Audio learning is different from multimedia learning. The major challenge is to devise effective learning materials over a single sensory medium while acknowledging the fact that the cognitive capacities of the learner are severely limited. In the absence of any systematic and holistic audio instructional guidelines in the existing literature, the authors [1] through a systematic literature review derived 23 guidelines for effective audio design. This work is a continuation of the mentioned prior work and empirically validates these 23 guidelines regrouped under the OCRAT framework. To this effect, 40 audio lessons equivalent to around 3 h on various topics pertaining to agriculture and fisheries were devised based on the OCRAT guidelines. A group of 225 and 180 literate and semi-literate populations both in Mauritius and India were identified. Through a range of ten (10) courses regrouping the respective audio lessons, the OCRAT framework was tested over our ACALEs platform. A survey was conducted on learners who participated and completed the course. From the collected data, empirical testing using inferences on population proportions based on the binomial distribution was conducted to validate the proposed set of guidelines. The results proved to be very conclusive. The discussion section elaborates even further on the validated guidelines and substantiates them with additional literature. It is promising in that it validates the hypotheses we made and henceforth OCRAT audio instructional guidelines can be used as a holistic and effective guide to the development of audio courses not only in ACALEs but on other audio mediums like podcasts, radio programs and others both for the literate, non-literate as well as visually impaired population. This research ultimately empirically answers our main research question and contributes especially to this very focused domain of audio-only instruction design which currently is quasi-absent.

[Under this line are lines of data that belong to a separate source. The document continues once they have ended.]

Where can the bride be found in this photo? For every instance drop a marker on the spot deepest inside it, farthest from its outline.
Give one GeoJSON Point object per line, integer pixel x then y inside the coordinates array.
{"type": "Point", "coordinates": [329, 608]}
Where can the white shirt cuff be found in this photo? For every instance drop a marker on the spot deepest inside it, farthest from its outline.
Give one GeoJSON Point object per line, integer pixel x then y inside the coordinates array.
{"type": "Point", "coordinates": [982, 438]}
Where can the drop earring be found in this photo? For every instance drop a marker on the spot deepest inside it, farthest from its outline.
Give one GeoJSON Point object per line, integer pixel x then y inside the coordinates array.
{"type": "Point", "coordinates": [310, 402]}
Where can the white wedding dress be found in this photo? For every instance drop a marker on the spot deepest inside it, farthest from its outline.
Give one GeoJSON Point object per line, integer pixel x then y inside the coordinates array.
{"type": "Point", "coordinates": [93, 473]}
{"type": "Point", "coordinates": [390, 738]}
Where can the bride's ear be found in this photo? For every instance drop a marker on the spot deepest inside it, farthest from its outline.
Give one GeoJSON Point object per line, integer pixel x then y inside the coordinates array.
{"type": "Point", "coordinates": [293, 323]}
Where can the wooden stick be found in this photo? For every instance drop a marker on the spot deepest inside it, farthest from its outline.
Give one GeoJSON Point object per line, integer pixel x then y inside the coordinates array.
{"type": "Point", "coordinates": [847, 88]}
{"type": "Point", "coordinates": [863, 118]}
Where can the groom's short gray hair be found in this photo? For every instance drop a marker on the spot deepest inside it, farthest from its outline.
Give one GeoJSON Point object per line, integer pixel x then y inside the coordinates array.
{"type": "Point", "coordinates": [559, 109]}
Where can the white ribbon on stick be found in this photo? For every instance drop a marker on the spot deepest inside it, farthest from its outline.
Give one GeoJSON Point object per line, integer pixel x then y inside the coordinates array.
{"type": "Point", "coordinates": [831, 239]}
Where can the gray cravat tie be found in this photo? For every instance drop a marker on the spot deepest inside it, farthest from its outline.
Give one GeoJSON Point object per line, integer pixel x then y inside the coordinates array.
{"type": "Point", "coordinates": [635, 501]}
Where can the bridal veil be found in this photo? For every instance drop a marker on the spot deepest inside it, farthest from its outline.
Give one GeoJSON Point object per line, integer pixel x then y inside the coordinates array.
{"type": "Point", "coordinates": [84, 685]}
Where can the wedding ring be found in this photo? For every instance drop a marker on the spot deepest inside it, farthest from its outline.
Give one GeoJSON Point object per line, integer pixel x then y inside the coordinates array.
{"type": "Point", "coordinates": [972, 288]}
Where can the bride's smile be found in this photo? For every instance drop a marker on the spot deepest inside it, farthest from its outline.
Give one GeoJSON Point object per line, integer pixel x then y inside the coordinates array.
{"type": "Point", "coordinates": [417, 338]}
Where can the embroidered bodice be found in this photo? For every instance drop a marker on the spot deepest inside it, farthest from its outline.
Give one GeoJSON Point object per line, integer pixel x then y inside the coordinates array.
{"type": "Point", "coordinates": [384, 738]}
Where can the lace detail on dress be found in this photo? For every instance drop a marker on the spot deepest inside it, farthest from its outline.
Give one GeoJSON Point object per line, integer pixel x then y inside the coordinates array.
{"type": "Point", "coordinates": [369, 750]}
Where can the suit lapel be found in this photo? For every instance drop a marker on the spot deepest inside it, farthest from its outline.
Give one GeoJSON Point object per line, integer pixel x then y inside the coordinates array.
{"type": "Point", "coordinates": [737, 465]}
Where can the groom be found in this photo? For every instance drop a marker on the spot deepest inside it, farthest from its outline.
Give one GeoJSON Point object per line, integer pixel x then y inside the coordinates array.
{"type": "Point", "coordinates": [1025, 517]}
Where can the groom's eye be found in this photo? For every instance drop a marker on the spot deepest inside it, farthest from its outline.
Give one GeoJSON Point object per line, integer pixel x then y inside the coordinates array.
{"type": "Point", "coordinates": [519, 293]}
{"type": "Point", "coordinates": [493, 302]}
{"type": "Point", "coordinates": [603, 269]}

The limitations of this research work are that the following: (i) The testing has been done in the development of courses in the Agriculture and Fisheries domain only, which explains the survey results disparity between semi-literate and literate populations; (ii) The framework has been used to develop courses at lower levels of Bloom's taxonomy. Hence, as future work; (i) We aim to develop more courses in other domains such as Health, Gender Equality, Language learning and others; (ii) We aim to develop and test courses exclusively for the literate population and compare the results with this current research; (iii) We intend to design courses at higher levels of Bloom’s Taxonomy [12] (Analysis, Synthesis and Evaluation) using our framework.